Summary:  Purpose: Focal cortical dysplasia (FCD) is known to be a major cause of intractable epilepsy. The cellular mechanism(s) underlying the epileptogenicity of FCD remain largely unknown. Because recent studies indicate that metabotropic glutamate receptor subtypes (mGluRs) play a role in epileptogenesis, we investigated the expression and cellular distribution pattern of mGluRs in FCD specimens. Methods : Immunocytochemical expression of group I and group II mGluR subtypes was investigated in 15 specimens of human FCD obtained during epilepsy surgery. Results: Strong mGluR1α and mGluR5 (group I mGluRs) immunoreactivity (IR) was observed in the majority of FCD specimens in dysplastic as well as in heterotopic neurons. mGluR1α was expressed in a subpopulation of neurons (mainly large dysplastic cells), whereas mGluR5 was represented in a higher percentage of dysplastic neuronal cells.

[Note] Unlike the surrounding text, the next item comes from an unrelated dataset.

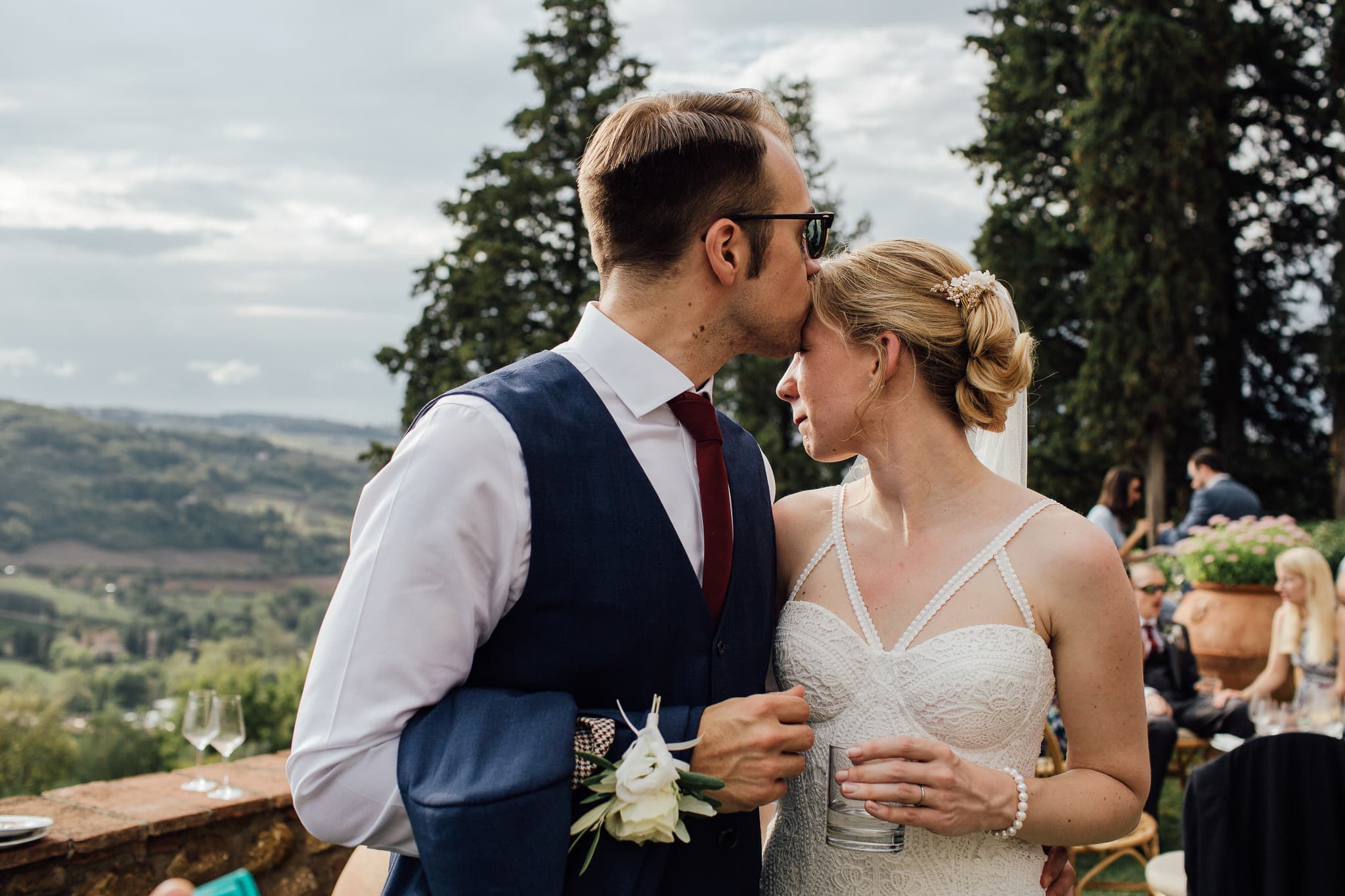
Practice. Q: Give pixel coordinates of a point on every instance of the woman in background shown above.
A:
(1122, 496)
(1308, 629)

Group II mGluRs (mGluR2/3) IR was observed less frequently than that in group I mGluRs and generally appeared in <10% of the dysplastic neurons. IR for all three mGluR subtypes was observed in balloon cells. mGluR2/3 appeared to be most frequently expressed in glial fibrillary acidic protein (GFAP)‐positive balloon cells (glial type), and mGluR1α, in microtubule‐associated protein (MAP)2‐positive cells (neuronal type). mGluR5 was present in the majority of balloon cells. Occasionally glial mGluR1α IR was observed in bizarre glial cells with di‐ or multinuclei. Reactive astrocytes were intensively stained, mainly with mGluR5 and mGluR2/3. Conclusions: The cellular distribution of mGluR subtypes, with high expression of mGluR1α and mGluR5 in dysplastic neurons, suggests a possible contribution of group I mGluRs to the intrinsic and high epileptogenicity of dysplastic cortical regions.